Some locals say they are suspicious of new parties for financial reasons: Where are these young people getting the money to fund their campaign activities?, they ask,
It’s a “cheap game”, says Mohammed Radi al-Halbusi, 46, a resident of Karmah in Anbar, about 10 kilometres east of the city of Fallujah. Al-Halbusi says he most likely won’t go and vote. When you talk about elections, it’s like talking about a big game where everybody already knows the rules, he told NIQASH.
Additionally, al-Halbusi talks about the vote brokers. “They collect votes and they pay you money for them,” he explains. “We know them very well.”

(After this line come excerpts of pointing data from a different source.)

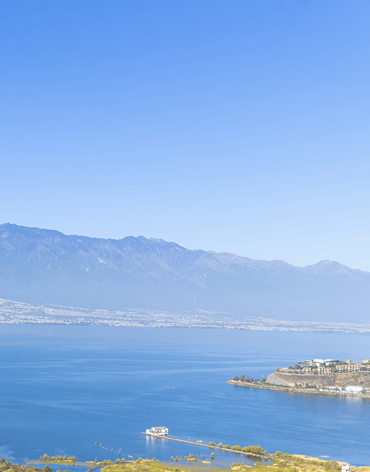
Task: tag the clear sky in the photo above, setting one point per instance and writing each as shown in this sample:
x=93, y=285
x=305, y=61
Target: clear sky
x=238, y=126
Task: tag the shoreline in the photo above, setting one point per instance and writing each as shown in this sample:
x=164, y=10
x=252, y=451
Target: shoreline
x=302, y=391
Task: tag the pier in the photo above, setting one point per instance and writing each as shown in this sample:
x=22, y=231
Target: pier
x=206, y=445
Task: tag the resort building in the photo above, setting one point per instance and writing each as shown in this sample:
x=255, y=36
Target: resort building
x=157, y=431
x=322, y=370
x=348, y=367
x=354, y=389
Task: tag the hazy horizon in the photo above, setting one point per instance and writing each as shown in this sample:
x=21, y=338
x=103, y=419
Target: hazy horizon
x=233, y=126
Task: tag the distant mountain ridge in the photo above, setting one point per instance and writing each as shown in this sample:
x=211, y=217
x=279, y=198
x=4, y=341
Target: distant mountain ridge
x=46, y=266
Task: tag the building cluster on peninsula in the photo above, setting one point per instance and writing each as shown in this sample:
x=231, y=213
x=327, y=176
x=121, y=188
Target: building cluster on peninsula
x=326, y=367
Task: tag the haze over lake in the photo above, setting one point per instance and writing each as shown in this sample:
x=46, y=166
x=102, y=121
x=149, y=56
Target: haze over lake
x=63, y=388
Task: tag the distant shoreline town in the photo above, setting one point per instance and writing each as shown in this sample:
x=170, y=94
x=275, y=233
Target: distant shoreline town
x=25, y=313
x=330, y=376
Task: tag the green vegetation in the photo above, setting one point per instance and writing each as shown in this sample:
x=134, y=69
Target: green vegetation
x=277, y=462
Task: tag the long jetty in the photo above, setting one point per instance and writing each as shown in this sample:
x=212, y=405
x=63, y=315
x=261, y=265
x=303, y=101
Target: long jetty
x=205, y=445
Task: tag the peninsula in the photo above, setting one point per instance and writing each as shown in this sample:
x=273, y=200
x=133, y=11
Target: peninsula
x=330, y=376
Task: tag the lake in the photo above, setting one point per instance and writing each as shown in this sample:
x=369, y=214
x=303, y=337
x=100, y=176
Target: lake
x=67, y=390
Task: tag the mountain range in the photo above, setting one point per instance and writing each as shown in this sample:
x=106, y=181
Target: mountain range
x=47, y=267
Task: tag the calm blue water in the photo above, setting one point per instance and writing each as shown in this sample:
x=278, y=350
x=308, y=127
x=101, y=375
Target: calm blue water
x=63, y=388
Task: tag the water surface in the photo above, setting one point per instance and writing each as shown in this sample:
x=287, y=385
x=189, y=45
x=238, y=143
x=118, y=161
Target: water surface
x=66, y=388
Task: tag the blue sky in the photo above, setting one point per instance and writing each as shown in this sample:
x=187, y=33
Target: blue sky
x=239, y=126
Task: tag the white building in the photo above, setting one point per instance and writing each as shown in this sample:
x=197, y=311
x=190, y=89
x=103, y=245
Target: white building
x=354, y=389
x=157, y=431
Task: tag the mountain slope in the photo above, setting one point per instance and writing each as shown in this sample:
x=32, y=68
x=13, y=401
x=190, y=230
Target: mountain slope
x=43, y=266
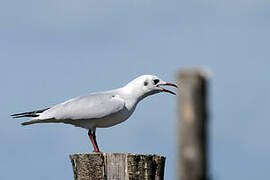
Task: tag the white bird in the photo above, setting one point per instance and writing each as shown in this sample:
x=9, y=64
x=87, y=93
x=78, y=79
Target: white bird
x=99, y=110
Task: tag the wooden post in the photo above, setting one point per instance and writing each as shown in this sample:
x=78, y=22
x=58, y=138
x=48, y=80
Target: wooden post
x=117, y=166
x=193, y=124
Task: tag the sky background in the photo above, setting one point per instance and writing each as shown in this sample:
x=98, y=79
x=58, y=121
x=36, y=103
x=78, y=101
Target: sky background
x=54, y=50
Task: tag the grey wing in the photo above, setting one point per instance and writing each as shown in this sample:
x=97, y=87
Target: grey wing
x=86, y=107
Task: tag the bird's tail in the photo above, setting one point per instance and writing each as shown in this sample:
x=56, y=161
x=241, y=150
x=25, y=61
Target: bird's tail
x=33, y=114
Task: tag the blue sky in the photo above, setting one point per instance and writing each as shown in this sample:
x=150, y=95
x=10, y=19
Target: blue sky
x=54, y=50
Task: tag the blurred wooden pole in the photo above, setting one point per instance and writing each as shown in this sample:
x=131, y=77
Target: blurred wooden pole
x=193, y=124
x=117, y=166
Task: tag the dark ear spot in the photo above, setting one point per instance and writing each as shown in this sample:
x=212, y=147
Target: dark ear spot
x=156, y=81
x=145, y=83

This year the collection of votes has started earlier than usual, he notes, with the brokers paying people IQD50,000 (around US$41) monthly to buy a person’s voter ID until after election day. “The elections are already decided,” al-Halbusi shrugs. “The people who buy the votes have a lot of experience doing this.”
Bulldozing ruins in Ramadi.
There are over a million potential voters in Anbar and there are 71 polling centres throughout the province, as well as offices to oversee the polling centres. However, some of the latter are still closed as they are based in areas that were, until relatively recently, controlled by the extremist group known as the Islamic State.
According to Iraq’s Independent high Electoral Commission, or IHEC, only 31 percent of potential voters in Anbar have updated their entries on the electoral roll, a significant sign of political lethargy and voter apathy.
Even local tribal leaders are expressing these kinds of feelings. Previously community and tribal leaders would often persuade their family members and distant relations who to vote for. Politicians would spend time and money on sweetening up the tribal leaders to exactly that end.
But as Mahmoud al-Jarboua, a tribal leader in the Ramadi area, put it, politicians were not welcome in his home this year and he would not try and convince any of his cousins to vote for any specific person.
“Tribal leaders and heads of families in the community can’t put pressure on their followers this year for several reasons,” al-Jarboua told NIQASH. “For one thing the province is still in desperate need of reconstruction and state services. But there is also a big lack of trust between the candidates and the voters and that cannot be bridged.”
Of course, not everyone feels that way. Ahmad al-Fayad, 42, is a candidate for the so-called “youth renaissance” and he says that he and his colleagues are trying to offer voters something different.
“We are trying to stay away from making any concrete promises,” he says, noting that too many promises have been broken by Iraqi politicians in the past. “We only want to talk about the future really, and to reach out to as many people as possible. But it is difficult. The voices of the corrupt people here are still very loud.”
Additionally, many more Iraqis are joining or starting political parties, or at the very least, making their opinions known. Part of this is due to the fact that the security situation is more stable than it has been during past elections, when anybody with a strong political opinion could find their life in danger.
“But our mission does seem almost impossible,” al-Fayad admits finally. “People have lost confidence in everything around them and are not convinced of any party’s platform. They’re not even motivated to get their names on the electoral roll, which,” he warns, “could give some politicians the opportunity to manipulate the results.”